The Slippery Slope of Social Responsibility

Chief Executive (U.S.), December 2005 | Go to article overview

The Slippery Slope of Social Responsibility


EDITORIAL

A CHORUS OF VOICES from non-government organizations, shareholder activists and other groups is suggesting that corporations take the lead in addressing social issues around the world. Even the United Nations is pressuring chief executives to expand their social responsibility spending. Kofi Annan, that great paragon of virtue, is arguing that for CEOs, it's "principles" versus "profits."

For a CEO, there is a trap in going down this path (and we are indebted to the Competitive Enterprise Institute in Washington for some of this analysis): The corporation exists to create wealth for shareholders, managers, employees, suppliers and customers. By dispersing wealth to these constituencies, the corporation allows them to go out into the world and advance their values through religious, political and social institutions. The corporation should be evaluated solely on how much money it makes.

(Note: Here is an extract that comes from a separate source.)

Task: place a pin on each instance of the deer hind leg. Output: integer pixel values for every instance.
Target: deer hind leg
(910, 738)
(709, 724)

But the social responsibility mavens are arguing that the corporation is a social institution that has a duty to directly address larger problems. It's tempting for CEOs to embrace that view because they have been on the defensive for so many years. Embracing a broad view of social responsibility could be a way to reclaim lost legitimacy.

But it's a slippery slope because once a CEO accepts the argument that he or she has a "social responsibility," the activists will argue that the elimination of poverty and disease, the dismantling of discrimination and the promotion of religious freedom are the responsibility of the corporation.